W piątek poranne „Zapraszamy do Trójki” poprowadzi Michał Olszański, ale możliwe, że Program III zrezygnuje z porannych i popołudniowych wydań tej audycji.

– Wszyscy są w ciężkim szoku. Nic nie zapowiadało dymisji. Rozmowa była o jesiennej ramówce, dyrektor brał udział w kolegiach – opowiada jeden z dziennikarzy Trójki. – Totalna frustracja i poczucie oszukania. Nie tak to miało wyglądać – przyznaje inny i opowiada. – Zdajemy sobie sprawę z tego, w jakich warunkach funkcjonuje radio i że to musi być pewien kompromis między siłami politycznymi, między tym, jakie radio byśmy chcieli robić, a tym, jakie możemy robić w takich warunkach. Dziennikarze Trójki spotkali się w ogródku przy siedzibie Trójki. – Kto mógł z zespołu, przyjechał na Myśliwiecką. Kuba Strzyczkowski był z nami. Został pożegnany owacjami na stojąco – opowiada nasz rozmówca.

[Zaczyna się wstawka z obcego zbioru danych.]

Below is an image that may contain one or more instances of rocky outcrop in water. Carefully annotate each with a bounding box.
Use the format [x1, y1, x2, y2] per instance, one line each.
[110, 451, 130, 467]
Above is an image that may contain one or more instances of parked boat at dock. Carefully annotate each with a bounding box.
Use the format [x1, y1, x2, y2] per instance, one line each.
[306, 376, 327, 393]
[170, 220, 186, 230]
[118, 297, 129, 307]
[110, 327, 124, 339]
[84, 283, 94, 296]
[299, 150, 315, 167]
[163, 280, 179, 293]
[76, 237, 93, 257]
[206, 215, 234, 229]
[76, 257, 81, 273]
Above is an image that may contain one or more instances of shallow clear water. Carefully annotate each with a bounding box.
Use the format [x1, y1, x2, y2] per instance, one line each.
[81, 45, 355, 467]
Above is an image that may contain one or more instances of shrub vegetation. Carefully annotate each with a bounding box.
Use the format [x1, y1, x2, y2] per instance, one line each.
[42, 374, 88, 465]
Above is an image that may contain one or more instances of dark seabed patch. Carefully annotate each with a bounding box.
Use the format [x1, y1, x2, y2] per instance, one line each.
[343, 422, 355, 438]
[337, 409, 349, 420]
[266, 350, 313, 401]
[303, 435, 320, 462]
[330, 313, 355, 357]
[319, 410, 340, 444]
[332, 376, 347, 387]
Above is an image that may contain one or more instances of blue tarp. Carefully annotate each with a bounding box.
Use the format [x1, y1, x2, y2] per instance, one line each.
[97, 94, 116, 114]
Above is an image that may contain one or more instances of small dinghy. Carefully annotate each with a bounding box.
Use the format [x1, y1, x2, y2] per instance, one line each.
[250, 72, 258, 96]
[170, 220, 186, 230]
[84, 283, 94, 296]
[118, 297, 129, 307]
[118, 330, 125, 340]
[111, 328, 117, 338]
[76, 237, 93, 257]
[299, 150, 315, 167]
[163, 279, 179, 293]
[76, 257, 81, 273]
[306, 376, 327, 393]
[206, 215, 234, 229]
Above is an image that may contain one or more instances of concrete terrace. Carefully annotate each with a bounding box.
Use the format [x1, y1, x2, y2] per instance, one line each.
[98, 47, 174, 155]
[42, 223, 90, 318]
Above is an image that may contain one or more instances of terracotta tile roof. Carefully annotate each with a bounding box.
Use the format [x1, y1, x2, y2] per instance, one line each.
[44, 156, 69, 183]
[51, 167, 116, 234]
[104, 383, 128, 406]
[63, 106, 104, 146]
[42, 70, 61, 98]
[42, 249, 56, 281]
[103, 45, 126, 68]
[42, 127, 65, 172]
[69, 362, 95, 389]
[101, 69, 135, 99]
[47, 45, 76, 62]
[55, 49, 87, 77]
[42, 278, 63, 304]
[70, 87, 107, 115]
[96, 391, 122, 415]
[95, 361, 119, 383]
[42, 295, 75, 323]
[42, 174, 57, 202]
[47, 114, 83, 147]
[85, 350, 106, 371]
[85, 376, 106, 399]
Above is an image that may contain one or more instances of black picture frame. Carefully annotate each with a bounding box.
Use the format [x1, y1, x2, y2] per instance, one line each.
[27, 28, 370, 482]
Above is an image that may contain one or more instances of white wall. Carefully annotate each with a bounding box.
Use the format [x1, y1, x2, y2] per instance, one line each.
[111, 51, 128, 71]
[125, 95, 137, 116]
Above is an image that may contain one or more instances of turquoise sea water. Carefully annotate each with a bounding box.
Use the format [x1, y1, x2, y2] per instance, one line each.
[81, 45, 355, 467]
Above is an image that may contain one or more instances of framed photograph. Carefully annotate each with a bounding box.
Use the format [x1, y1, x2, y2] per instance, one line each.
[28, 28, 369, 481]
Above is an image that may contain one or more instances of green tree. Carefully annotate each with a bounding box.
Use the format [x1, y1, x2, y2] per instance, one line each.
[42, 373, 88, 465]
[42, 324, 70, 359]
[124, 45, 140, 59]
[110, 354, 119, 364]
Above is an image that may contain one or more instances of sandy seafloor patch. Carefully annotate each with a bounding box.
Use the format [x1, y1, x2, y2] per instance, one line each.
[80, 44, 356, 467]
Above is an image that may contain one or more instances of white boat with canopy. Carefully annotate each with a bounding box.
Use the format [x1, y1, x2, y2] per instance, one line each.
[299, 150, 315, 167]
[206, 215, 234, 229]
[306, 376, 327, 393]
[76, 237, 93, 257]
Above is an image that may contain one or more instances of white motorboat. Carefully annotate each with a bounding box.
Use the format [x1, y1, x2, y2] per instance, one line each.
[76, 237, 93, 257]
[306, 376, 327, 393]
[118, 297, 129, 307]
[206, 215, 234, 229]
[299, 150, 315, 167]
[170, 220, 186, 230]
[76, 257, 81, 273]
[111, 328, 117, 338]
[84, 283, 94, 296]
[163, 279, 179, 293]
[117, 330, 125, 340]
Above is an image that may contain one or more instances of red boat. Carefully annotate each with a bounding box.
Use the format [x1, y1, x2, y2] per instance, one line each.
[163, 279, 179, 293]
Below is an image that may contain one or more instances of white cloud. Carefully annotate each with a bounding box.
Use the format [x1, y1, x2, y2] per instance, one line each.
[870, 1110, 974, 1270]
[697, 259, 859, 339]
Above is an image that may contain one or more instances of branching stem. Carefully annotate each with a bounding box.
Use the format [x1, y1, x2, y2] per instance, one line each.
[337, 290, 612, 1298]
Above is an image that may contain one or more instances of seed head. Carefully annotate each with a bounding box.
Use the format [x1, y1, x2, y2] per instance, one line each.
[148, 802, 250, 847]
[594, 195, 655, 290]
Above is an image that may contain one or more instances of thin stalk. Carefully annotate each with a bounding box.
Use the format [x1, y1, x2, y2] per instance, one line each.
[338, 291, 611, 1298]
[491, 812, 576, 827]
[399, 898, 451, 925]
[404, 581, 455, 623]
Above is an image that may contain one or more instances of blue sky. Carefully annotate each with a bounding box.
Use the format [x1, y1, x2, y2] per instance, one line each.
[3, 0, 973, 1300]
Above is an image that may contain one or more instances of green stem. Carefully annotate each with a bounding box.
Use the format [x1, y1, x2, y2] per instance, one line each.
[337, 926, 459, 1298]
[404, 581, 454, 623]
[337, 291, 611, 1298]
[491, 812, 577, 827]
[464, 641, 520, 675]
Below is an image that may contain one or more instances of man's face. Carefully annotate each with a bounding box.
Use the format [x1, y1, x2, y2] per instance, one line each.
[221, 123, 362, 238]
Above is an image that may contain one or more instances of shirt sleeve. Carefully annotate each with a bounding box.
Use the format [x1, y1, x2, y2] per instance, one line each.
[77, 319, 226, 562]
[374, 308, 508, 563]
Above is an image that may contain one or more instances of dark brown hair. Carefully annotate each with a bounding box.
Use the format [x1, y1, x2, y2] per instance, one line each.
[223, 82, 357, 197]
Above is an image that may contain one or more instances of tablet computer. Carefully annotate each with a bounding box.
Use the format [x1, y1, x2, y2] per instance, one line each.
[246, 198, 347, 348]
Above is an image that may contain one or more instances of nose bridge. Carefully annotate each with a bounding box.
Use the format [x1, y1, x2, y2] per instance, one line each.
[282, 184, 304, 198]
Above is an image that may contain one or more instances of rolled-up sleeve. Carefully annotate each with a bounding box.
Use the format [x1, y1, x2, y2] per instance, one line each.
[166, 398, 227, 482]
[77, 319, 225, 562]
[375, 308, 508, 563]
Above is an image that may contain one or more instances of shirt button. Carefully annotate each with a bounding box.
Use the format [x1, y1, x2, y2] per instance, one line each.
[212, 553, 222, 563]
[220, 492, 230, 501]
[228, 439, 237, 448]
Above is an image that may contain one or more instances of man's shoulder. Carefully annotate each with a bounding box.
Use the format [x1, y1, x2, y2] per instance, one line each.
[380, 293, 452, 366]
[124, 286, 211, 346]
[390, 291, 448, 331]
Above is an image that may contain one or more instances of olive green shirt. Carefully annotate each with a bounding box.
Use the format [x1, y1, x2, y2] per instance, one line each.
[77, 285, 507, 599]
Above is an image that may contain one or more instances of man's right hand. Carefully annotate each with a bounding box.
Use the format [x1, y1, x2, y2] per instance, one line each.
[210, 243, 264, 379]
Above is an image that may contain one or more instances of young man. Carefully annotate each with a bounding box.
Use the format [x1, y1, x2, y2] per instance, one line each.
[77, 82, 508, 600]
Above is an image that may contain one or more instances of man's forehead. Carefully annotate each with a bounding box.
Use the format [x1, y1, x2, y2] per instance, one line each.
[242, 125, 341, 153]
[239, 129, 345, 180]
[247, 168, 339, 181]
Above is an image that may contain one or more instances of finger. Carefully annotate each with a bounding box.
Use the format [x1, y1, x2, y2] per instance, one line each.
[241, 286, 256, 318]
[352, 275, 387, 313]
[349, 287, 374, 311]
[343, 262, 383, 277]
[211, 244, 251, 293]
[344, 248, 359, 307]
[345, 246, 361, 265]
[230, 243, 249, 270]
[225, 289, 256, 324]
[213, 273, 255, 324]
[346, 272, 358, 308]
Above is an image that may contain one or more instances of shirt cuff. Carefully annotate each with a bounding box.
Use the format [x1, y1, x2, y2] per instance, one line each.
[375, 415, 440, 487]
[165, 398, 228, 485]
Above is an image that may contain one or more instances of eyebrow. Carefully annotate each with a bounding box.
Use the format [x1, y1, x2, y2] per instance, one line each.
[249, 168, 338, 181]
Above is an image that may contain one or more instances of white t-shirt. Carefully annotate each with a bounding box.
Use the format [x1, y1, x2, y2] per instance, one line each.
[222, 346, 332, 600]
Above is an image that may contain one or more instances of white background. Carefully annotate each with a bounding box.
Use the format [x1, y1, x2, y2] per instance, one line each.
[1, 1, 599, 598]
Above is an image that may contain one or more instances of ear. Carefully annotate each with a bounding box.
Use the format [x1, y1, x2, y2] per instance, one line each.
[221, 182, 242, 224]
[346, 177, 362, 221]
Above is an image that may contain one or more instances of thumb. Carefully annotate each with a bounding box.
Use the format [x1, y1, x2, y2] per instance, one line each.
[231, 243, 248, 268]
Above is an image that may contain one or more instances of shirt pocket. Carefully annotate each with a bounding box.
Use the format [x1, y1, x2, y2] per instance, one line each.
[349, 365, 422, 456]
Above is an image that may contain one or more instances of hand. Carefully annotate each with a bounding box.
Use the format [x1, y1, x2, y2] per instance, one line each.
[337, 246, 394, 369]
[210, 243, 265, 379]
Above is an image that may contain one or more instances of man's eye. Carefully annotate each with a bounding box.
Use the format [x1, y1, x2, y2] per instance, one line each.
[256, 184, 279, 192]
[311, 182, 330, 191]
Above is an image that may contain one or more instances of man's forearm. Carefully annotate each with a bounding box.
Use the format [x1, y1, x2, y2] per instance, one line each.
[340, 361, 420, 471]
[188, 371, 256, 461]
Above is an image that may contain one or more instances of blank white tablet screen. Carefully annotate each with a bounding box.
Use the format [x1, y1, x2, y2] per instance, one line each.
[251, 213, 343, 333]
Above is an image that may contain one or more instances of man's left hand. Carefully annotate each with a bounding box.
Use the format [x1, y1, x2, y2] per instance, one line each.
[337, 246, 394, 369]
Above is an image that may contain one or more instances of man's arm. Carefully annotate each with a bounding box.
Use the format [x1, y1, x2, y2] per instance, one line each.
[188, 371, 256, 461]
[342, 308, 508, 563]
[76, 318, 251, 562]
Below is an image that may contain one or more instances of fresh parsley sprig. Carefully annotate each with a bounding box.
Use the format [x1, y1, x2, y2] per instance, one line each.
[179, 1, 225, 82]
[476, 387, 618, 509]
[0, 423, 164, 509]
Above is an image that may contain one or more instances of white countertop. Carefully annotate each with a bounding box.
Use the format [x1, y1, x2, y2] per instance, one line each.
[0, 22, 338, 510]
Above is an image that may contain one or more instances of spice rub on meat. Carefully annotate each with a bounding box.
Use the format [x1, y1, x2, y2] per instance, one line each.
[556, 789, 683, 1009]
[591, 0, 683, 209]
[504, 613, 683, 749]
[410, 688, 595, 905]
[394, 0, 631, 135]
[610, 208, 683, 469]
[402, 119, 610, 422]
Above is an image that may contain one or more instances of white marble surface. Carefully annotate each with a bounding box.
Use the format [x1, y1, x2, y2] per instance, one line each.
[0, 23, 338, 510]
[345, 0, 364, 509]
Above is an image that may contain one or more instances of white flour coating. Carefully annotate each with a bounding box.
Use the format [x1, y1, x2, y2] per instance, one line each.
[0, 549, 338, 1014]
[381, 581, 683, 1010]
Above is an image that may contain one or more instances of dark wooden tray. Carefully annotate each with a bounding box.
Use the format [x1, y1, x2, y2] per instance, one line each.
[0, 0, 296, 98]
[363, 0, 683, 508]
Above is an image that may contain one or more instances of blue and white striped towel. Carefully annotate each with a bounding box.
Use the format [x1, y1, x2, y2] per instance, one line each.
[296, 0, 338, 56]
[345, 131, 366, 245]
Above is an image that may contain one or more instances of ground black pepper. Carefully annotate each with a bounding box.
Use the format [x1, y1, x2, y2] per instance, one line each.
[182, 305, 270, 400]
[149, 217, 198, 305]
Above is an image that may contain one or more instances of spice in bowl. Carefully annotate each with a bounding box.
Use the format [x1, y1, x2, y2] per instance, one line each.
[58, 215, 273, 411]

Zespół rozgłośni wydał oświadczenie, które zamieszczali dziennikarze w swoich mediach społecznościowych. „Zostaliśmy oszukani” – napisali. Informują, że popołudniowa audycja „Zapraszamy do Trójki” została przejęta. „To, co Państwo słyszą teraz na antenie, nie jest Programem Trzecim” – wyjaśniali w trakcie trwania programu. „Chcieliśmy wspólnie i dla Was tworzyć najlepsze radio na świecie. Wierzyliśmy, że z Kubą Strzyczkowskim będzie to możliwe” – czytamy.

W okresie maj-lipiec udział Programu III w czasie słuchania spadł do najniższego poziomu w historii badania Radio Track i wyniósł 4,1 proc.